Hack, Sholem; Attal, Rebecca; Locatelli, Giacomo; Scotta, Gianluca; Maniaci, Antonino; Parisi, Federica Maria; Van Der Poel, Nicolien; Van Daele, Margot; Garcia‐lliberos, Ainhoa; Rodriguez‐prado, Cristina; Chiesa‐estomba, Carlos Miguel; Andueza‐guembe, Maider; Cobb, Pollara; Zalzal, Habib G.; Saibene, Alberto Maria

doi:10.1002/lary.70063

Objectives: Clear, complete operative documentation is essential for surgical safety, continuity of care, and medico-legal standards. Large language models such as ChatGPT offer promise for automating clinical documentation; however, their performance in operative note generation, particularly in surgical subspecialties, remains underexplored. This study aimed to compare the quality, accuracy, and efficiency of operative notes authored by a surgical resident, attending surgeon, GPT alone, and an attending surgeon using GPT as a writing aid. Methods: Five publicly available otolaryngologic procedures were selected. For each procedure, four operative notes were generated, one by a resident, one by an attending, one by GPT alone, and one by a hybrid of attending plus GPT. Ten blinded otolaryngologists (five residents, five attendings) independently reviewed all 20 notes. Reviewers scored each note across eight domains using a five-point scale, assigned a final approval rating, and provided qualitative feedback. Writing time was recorded to assess documentation efficiency.
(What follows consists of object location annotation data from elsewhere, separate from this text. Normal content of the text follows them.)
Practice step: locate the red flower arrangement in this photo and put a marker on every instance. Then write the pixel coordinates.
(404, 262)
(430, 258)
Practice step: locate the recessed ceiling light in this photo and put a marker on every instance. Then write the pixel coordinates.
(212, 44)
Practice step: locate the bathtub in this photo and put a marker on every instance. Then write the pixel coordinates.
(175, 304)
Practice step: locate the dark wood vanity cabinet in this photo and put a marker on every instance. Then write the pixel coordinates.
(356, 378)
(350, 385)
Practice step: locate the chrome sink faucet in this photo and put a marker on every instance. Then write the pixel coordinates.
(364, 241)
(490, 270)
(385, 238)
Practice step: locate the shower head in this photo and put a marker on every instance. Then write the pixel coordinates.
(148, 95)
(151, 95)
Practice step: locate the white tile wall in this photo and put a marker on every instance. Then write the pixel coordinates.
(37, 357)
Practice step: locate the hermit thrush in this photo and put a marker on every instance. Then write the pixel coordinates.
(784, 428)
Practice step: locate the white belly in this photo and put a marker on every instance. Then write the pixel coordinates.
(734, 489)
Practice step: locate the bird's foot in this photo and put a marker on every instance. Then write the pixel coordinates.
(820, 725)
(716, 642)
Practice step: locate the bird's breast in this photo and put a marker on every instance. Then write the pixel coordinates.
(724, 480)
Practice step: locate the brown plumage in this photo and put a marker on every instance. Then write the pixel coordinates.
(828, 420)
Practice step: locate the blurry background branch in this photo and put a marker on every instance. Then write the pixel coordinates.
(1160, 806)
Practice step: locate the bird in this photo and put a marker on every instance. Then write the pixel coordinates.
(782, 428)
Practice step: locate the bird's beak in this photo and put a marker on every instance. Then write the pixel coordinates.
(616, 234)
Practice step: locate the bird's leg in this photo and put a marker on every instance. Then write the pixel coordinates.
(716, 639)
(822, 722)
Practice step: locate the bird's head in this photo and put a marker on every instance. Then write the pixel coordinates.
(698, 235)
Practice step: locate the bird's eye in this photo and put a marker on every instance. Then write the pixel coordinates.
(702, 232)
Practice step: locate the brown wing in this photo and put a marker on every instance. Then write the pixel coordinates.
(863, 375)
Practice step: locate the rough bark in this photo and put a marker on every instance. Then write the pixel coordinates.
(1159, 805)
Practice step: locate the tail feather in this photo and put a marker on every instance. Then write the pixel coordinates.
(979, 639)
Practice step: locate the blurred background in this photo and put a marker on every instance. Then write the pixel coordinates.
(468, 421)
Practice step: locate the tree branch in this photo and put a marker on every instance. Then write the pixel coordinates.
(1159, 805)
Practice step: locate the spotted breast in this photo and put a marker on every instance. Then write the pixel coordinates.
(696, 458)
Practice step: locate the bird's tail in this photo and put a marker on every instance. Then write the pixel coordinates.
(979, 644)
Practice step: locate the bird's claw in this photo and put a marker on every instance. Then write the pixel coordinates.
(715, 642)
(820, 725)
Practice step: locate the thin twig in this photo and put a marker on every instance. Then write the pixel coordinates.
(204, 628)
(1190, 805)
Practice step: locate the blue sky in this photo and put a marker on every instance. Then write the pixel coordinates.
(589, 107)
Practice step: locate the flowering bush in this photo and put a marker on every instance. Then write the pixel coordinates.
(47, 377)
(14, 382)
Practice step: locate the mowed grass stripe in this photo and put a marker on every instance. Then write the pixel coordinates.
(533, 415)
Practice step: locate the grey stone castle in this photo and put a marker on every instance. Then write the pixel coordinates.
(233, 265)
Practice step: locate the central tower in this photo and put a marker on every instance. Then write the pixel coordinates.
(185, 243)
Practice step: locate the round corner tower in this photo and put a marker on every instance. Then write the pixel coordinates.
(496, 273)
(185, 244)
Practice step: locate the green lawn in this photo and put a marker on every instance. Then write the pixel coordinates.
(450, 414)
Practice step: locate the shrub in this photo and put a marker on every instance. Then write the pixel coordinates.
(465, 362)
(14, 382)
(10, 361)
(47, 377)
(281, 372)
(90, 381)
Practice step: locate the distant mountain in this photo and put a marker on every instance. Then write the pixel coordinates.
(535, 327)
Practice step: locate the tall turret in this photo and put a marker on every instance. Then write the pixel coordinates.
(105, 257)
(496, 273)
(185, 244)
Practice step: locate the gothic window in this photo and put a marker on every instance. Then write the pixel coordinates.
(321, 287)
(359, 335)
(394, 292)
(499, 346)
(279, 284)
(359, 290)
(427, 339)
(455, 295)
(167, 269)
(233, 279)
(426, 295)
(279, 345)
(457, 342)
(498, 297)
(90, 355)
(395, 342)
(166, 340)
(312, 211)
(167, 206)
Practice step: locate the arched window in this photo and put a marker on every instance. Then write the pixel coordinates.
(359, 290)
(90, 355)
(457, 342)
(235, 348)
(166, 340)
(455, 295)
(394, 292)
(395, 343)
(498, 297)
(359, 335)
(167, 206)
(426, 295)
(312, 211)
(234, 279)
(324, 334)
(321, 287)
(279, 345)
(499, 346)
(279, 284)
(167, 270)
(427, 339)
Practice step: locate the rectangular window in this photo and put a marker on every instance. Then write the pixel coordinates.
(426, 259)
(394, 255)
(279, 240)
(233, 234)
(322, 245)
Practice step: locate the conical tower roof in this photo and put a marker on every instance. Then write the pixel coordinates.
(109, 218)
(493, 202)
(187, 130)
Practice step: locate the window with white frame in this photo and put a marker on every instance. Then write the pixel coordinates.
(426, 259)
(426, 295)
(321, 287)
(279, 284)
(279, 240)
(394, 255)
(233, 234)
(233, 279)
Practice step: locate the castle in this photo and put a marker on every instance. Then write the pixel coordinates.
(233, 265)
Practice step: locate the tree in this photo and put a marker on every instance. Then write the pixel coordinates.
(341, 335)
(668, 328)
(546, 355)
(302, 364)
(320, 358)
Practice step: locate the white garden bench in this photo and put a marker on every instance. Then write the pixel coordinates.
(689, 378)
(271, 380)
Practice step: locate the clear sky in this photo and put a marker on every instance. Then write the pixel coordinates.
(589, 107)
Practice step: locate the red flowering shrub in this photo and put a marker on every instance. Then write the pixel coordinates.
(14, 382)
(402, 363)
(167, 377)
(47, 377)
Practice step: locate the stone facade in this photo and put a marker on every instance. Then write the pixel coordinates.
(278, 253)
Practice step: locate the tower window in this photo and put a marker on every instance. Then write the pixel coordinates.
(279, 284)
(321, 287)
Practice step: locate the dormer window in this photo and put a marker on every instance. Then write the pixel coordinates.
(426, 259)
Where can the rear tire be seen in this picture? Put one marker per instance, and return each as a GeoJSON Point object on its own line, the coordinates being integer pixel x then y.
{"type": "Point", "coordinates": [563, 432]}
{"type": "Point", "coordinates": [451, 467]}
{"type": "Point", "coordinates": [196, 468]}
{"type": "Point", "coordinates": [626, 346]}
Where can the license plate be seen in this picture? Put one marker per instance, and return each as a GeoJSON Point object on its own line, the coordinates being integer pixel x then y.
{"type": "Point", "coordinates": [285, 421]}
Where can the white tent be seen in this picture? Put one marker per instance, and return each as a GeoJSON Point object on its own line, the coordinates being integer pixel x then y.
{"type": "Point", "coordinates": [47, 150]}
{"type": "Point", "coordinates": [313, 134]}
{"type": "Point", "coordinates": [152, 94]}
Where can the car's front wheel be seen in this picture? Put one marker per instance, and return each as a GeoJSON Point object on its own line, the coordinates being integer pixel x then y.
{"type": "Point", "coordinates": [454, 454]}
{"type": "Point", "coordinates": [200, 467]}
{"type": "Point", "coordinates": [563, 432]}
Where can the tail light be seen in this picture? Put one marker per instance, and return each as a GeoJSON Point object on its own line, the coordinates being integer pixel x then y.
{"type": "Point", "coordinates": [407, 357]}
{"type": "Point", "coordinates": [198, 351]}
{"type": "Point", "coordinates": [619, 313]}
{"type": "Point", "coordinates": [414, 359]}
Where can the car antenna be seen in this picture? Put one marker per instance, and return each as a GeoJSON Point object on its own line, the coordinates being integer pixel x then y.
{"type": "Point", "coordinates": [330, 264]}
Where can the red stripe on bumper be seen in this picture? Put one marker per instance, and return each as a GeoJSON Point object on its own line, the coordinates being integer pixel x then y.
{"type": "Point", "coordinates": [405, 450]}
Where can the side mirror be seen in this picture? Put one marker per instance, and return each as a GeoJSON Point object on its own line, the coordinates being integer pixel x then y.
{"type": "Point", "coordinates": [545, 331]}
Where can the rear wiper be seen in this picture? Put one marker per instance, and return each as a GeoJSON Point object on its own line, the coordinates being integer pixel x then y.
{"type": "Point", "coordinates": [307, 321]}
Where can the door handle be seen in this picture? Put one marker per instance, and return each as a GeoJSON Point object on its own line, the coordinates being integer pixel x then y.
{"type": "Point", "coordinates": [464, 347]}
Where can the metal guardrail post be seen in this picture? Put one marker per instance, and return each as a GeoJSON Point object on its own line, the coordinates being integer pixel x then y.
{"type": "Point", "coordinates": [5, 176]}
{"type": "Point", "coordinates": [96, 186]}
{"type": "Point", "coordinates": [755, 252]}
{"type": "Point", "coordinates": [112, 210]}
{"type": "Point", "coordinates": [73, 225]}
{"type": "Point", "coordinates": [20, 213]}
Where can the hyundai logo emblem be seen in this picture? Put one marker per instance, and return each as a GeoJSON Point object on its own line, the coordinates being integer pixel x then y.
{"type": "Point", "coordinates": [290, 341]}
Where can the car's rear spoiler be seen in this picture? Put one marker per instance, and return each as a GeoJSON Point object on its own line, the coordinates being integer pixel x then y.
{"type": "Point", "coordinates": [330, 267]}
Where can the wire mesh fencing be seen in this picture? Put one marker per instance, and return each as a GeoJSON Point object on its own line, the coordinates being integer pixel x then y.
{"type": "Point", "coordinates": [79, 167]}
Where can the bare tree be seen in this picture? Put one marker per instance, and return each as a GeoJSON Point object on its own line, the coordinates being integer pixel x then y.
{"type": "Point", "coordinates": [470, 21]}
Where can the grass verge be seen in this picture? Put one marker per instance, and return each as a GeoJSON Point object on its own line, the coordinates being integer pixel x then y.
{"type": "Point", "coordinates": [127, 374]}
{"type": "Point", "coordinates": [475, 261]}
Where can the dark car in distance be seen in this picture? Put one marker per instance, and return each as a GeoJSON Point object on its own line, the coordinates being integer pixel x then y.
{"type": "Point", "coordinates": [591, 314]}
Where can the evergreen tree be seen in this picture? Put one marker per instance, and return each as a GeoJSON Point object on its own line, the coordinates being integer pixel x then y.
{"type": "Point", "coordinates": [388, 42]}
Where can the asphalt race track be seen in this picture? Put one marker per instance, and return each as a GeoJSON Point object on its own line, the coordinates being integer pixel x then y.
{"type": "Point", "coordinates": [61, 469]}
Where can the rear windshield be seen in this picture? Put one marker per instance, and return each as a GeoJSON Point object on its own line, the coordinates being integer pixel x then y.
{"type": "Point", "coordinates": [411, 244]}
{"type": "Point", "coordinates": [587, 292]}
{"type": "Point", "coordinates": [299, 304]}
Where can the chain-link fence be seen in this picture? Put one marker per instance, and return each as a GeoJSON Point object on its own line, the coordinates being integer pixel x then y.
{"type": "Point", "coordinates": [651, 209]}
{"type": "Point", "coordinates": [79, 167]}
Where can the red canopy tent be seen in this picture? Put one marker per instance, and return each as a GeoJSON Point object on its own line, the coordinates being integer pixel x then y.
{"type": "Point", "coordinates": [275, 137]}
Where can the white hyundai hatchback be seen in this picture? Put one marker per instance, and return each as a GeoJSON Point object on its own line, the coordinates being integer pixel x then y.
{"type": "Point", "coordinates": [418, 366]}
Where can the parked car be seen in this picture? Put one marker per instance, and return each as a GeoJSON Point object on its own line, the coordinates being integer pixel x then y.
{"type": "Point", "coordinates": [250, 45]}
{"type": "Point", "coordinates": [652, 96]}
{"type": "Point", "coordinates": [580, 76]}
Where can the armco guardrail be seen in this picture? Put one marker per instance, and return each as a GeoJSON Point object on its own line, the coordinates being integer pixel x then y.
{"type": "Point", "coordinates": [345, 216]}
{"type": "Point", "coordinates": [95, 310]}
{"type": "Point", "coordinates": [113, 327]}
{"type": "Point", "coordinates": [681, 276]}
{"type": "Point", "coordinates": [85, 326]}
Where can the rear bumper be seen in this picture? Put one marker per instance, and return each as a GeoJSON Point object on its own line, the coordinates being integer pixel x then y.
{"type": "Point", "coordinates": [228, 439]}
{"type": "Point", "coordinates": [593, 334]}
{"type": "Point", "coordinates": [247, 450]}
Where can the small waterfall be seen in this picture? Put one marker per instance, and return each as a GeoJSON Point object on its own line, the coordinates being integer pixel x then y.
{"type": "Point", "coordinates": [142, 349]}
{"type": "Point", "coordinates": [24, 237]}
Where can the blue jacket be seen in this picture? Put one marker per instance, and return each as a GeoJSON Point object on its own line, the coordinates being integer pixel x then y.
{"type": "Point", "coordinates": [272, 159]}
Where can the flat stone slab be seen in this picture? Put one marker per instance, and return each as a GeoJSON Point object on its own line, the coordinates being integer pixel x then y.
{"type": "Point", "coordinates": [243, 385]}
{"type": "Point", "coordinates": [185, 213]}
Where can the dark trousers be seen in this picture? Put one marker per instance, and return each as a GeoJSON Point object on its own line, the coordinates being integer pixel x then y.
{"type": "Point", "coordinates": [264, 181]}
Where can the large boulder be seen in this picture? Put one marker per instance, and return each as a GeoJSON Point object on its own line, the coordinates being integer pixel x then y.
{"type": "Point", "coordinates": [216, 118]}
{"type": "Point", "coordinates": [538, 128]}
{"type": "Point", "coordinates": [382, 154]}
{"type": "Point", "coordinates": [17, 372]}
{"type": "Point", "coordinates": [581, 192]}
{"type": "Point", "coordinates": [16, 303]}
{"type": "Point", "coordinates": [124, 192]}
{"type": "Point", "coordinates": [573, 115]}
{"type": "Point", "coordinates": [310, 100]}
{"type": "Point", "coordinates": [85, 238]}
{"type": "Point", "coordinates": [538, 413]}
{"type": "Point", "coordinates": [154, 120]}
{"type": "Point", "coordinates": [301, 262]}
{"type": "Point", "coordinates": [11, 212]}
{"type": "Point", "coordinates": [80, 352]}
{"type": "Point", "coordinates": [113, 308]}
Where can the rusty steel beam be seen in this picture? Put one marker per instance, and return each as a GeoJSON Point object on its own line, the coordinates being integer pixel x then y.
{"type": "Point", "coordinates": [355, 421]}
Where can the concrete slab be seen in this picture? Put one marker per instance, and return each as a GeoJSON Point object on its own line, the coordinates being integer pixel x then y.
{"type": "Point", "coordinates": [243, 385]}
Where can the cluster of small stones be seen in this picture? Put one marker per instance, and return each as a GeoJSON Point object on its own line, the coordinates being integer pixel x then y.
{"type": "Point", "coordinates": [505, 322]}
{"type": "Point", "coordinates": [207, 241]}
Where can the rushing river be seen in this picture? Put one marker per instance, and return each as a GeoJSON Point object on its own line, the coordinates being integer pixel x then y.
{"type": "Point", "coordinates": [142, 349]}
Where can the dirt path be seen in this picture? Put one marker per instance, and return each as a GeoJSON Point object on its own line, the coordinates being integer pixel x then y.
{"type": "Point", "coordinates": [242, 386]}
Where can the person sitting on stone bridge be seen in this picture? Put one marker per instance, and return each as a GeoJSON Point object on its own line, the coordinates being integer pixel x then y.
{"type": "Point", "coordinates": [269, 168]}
Results: Hybrid notes written by an attending surgeon with GPT assistance received the highest average domain scores and the highest “as is” approval rate (79%), outperforming all other groups. GPT-only notes were the fastest to generate but had the lowest approval rate (23%) and the highest incidence of both omissions and overdocumentation. Writing time was significantly reduced in both AI-assisted groups compared to human-only authorship. Inter-rater reliability among reviewers was moderate to high across most domains. Conclusion: In this limited dataset, hybrid human–AI collaboration outperformed both human-only and AI-only authorship in operative documentation. These findings support GPT-assisted documentation to improve operative note efficiency and consistency. Level of Evidence: N/A.